Hey, it’s been a while since I posted! I actually have 10 posts in draft from the last few weeks but haven’t had the motivation to finish them off. Here’s one that’s finished enough.
I love a good bugbear. A good bugbear is a source of irritation that (sometimes) sufficiently energises me to do something. Bugbears are often about common misunderstandings. For instance, our paper defining what sensitivity analysis means came from annoyance that people interpreted the term to mean ‘literally any other analysis I can think of’. When I heard people use it this way, it kept introducing false reassurance or confusion.
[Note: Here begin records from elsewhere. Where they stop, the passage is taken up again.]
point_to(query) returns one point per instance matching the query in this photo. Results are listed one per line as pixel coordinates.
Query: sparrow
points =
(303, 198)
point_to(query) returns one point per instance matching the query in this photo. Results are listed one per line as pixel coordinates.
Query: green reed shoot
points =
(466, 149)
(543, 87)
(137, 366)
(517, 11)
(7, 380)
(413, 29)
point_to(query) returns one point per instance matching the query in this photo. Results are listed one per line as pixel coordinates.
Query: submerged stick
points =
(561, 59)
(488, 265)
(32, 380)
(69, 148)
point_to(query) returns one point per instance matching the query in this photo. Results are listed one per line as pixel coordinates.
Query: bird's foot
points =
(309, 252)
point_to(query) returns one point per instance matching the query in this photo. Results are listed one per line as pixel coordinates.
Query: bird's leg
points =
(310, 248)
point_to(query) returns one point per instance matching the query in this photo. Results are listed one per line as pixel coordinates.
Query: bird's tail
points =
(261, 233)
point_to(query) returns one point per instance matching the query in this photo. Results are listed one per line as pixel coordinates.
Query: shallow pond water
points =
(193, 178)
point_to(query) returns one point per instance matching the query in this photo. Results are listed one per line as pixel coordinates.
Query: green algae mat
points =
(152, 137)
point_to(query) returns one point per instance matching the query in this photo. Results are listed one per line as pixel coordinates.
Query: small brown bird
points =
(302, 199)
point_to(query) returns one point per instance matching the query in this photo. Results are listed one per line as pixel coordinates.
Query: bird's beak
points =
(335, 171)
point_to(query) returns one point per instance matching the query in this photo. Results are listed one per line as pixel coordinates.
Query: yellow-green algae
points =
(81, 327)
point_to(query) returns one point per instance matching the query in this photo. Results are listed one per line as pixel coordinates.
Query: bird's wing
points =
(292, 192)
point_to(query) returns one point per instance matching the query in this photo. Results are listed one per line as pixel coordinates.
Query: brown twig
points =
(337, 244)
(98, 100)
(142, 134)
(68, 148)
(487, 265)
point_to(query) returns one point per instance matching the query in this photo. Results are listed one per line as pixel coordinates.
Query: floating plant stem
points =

I did say good bugbear. Twice. There are bad bugbears. These are the ones that irritate you but either you have no outlet or putting it right makes no practical difference to anything so they are just a pointless energy drain.
Why is MICE not a Gibbs sampler?
Here is a bad bugbear I have: people keep describing the multivariate multiple-imputation procedure known as MICE (Multivariate Imputation by Chained Equations) as ‘a Gibbs sampler’. Unless I’ve misunderstood what constitutes a Gibbs sampler – which is possible and I guess we’ll find out in the comments – it’s not.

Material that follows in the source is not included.